With the prigress that media and information sources have reached, we may never be too sure. As Baudrillard claims, we live in an hyperreal world. Nothing can be defined as objective and consistent anymore. We are surrounded by representations, or better, by simulacra, which go beyond representing objects. Simulacra deny existance. Simulacra deny essence.

What is real in The Truman show? If we pay attention nothing is real. The movie itself is fake, it is the fruit of the director’s imagination. The life that pretends to be real in the movie is fake as well. The actresses who work at the coffee shop and watch Truman’s life on the screen are paid actresses and they represent a role in the movie. Then Truman’s life comes along. The ultimate set up of a “Big Brother”-like show. The life of a man portrayed on the screen. The life of a man ruled by strangers and over his own will. What is painful, and what appears not to hurt the public is the fact that Truman has no rights. His destiny is written on a screenplay and everyone has to follow these directions.

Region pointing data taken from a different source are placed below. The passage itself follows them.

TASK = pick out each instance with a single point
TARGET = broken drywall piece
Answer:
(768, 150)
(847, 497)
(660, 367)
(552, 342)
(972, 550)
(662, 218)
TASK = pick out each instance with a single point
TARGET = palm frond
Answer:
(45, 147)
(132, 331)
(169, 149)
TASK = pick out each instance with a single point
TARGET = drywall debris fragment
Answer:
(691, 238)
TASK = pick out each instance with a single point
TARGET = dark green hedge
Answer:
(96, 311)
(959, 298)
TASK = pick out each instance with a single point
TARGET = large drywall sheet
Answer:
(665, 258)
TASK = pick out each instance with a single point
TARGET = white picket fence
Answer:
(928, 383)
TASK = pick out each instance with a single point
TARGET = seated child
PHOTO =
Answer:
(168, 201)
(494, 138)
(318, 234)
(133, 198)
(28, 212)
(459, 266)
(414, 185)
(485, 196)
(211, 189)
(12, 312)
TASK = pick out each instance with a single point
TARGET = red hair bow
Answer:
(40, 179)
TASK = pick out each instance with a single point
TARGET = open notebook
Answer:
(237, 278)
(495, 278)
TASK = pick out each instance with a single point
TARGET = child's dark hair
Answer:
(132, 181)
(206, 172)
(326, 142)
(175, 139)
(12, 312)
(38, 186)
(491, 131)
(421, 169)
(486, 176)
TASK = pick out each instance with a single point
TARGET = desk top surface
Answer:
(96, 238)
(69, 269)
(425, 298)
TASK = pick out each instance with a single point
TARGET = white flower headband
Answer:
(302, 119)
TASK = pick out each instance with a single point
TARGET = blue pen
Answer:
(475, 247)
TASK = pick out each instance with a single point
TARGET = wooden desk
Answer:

Is Truman real as it is claimed in the movie? I do not think so. As Baudrillard talks about the Loud Family show in 1971, Truman is Truman because of the fake environment he has lived in. If the show did not exist, he would have probably had long hair, dressed like a hippie, never married a “barbie”, earned money by selling his paintings! Who knows?

If we stop for a second then, we see how we (I) have fallen in the same loop: The Truman Show is a movie. The story is fake, and yet we(I) are here commenting about it. We sympathize with movie characters because we forget that they do not exist. We immediately find common feelings, common values, common experiences and we incarnate their role. As Baudrillard says, TV (and the movie industry) is a kind of genetic code: it creates our essence as we identify, and influence at the same time, with its content.

Is it a way to keep us under control? Is it a way to keep the status quo? Is it a way to sustain the current balance of power, economic and social one? I believe so. Maybe the theories about the end of our system( or world) in 2012 are correct and a new phase is approaching. Will it be a war, aliens or climate change that will cause the planet revolution, we do not know, or we could picture it by watching 2012, the movie that just came out… oh well, but that’s another movie so it is not real!